In recent weeks, water has not been the only commodity facing a restricted supply. A carbon dioxide shortage has affected supplies of meat, carbonated drinks and beer, and even crumpets. Anaerobic digestion can help provide a solution.

One of the co-products of anaerobic digestion is carbon dioxide (CO2) which comprises over 30% of the gas content of methane.  At present CO2 is being extracted from biogas but not used on many AD plants – including one of our dairy sites. Only on very few sites is it replacing other supplies (often a by-product of nitrogen fertiliser production). CO2 from AD could help meet UK demand, replacing imports.

The biogas industry must curtail atmospheric release of CO2 and convert its carbon emissions into useful industrial grade CO2. Policy makers are trying to discourage use of feedstocks such as grass or maize in AD plants, which add to rural carbon emissions. Requiring AD plants to be carbon positive will help to make better use of the all the content of biogas, not just methane.

Energy supplies alone will not justify the future of AD in the bio-economy. We must promote the wider potential benefits from industrial biogas plants. Residues can be converted into novel ingredients as well as bio-energy, clean water and carbon dioxide for factory use. Residual nutrients (above all phosphorous – another resource in short supply) can help fertilise crops to be processed in the factory or fed to livestock that supply meat and milk, both of which have a high water and carbon footprint.

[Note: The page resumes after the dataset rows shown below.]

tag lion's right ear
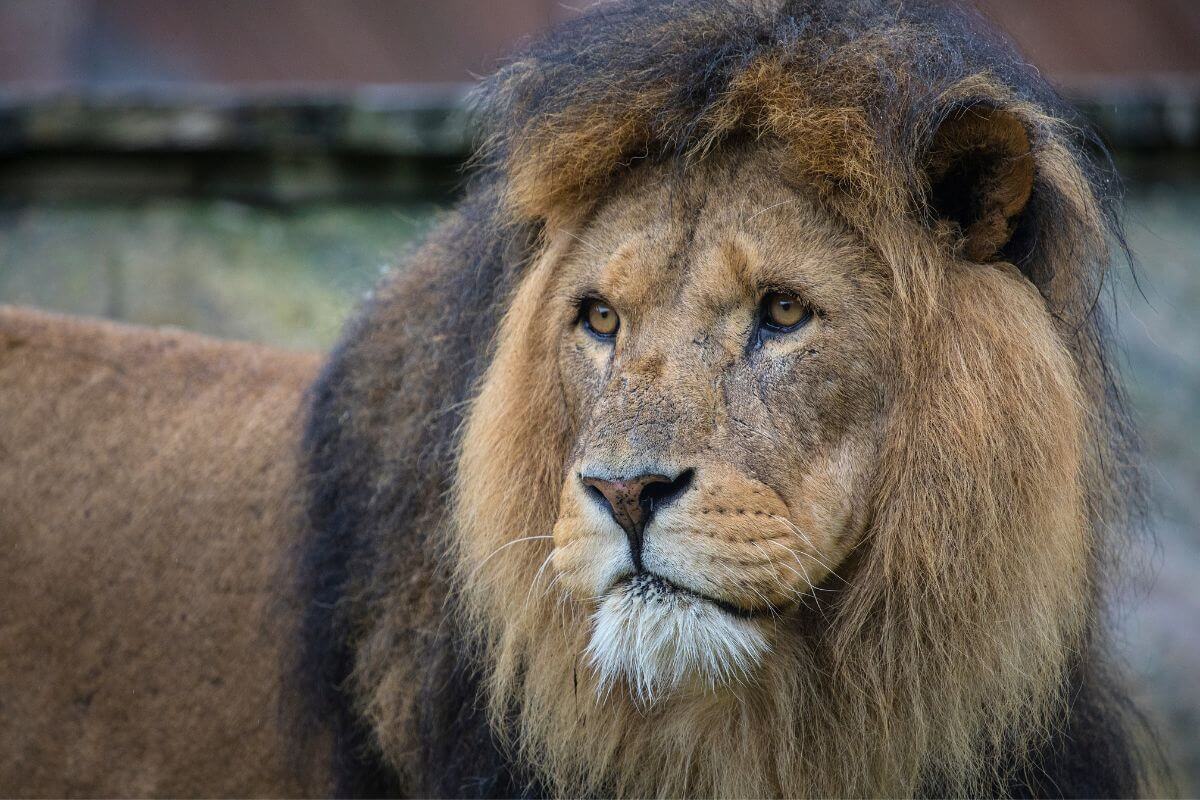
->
[925,104,1034,261]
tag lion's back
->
[0,308,320,795]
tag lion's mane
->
[300,0,1156,795]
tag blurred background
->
[0,0,1200,796]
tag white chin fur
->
[587,576,768,704]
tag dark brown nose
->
[580,469,692,572]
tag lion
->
[0,0,1156,796]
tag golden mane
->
[295,1,1156,796]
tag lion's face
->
[545,151,887,698]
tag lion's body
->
[0,308,324,796]
[0,0,1161,796]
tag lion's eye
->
[580,297,620,338]
[761,291,812,332]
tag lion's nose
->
[580,469,695,572]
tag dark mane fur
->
[296,0,1152,796]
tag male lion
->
[0,0,1148,796]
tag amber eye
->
[580,297,620,338]
[762,291,812,331]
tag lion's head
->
[302,1,1152,795]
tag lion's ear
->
[925,106,1033,261]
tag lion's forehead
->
[560,148,870,321]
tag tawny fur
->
[0,0,1161,796]
[0,307,329,796]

It is also time to stop harvesting crops that require high fertiliser inputs just to supply carbon-emitting AD plants. The bio-economy can help provide other scarce resources and the AD industry must be part of efforts to reduce emissions and make better use of all our natural resources.

We need leadership, not just from Government, but also from industry trade associations, to promote bio-energy as a part of a holistic solution to the issues of climate change and emissions reduction. It should not just be the biogas we value but other bio-engineered products that can be produced from residues and, above all, the inherent carbon efficiency of the process.

This is a sector in which British engineering skills can contribute to growth in the post-Brexit economy. Yet, in the UK and elsewhere there can be a correlation between ardent political support for isolationist polices and indifference to the future of our planet and the damage being done to our environment.

Ministers in BEIS and DEFRA should listen to British bio-engineering companies offering carbon-efficient technologies. They should indicate how they will support investment in decentralised bio-energy on factory sites to replace fossil fuels and, as in Scotland, put this at the core of future energy strategy.

Government must work with engineering companies and their trade associations to develop a policy framework for low carbon manufacturing after Brexit, so that British businesses can continue to trade in Europe and lead the future development of low carbon technologies.  We need policy levers that will help British industry – from brewers to cheese makers and aviation to glass production – to embrace the circular economy and cut carbon emissions.

We would also like to see the current incentive regime for renewable heat and power extended beyond the 2020 cut-off date for smaller decentralised bio-energy systems that can supply clean energy and encourage carbon efficiency on smaller industrial sites, as well as reducing fossil fuel use in rural areas.